Investors who back such ventures may reap benefits in the long-term. Below are three industries in which China is currently displaying dominance.

Robotics

Image: Photo by Franck V. on Unsplash

In 2017, the International Federation of Robotics reported China to be the strongest marketplace in the world for the robotics industry. The group found that China boasts the most operational industrial robots on the planet. That total number is predicted to be around 950,300 units by 2020. 

Industrial robotics systems are considered foundational to the rise of “smart factories,” which may further cement China’s status as a global Mecca for manufacturing. On a smaller scale, robots are becoming common sights in public spaces in China including on streets — fully robotic parking garages, for instance — and even in dining establishments. Alibaba recently deployed a futuristic restaurant concept, Robot.He dinners, with robot waiters in place of human servers.

Artificial intelligence

The emerging field of artificial intelligence (AI) nicely complements innovations happening in the robotics arena. Today, some of China’s most prominent technology companies are investing heavily in R&D for AI. Three of China’s major tech companies — Baidu, Alibaba, and Tencent (BAT) — have announced huge and ongoing commitments to AI innovation. Some of the most impressive advancements are occurring in the promising field of deep learning.

Major international players are also turning their attention to China for further development of AI. In late 2017, for instance, Google announced plans to open an AI center in Beijing. 

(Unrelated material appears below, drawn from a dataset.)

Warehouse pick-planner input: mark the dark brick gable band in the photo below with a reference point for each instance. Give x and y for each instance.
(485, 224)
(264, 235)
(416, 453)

Two of the foundational technologies behind advanced AI include image and voice-recognition software. According to the Ministry of Industry and Information Technology, China is now competitive with other global leaders in voice- and image-recognition technologies. These systems increasingly underpin platforms such as ride-sharing apps, security systems, and “social credit” schemes.

AI holds promise for the Chinese economy as a whole. McKinsey data estimates that AI technology stemming from China could add up to 1.4 percentage points to the country’s annual GDP growth.

Automated services

Image: Photo by Pok Rie from Pexels

In addition to an impressive mobile payments market, China is making major advancements in automation.

In the autonomous vehicle space, China is spearheading projects such as Baidu’s fleet of 100 automated buses in Beijing and Shenzhen. These self-driving buses are set to hit international streets in Japan as soon as early 2019. Chinese company Tencent is also reportedly experimenting with self-driving consumer cars in overseas markets such as Silicon Valley.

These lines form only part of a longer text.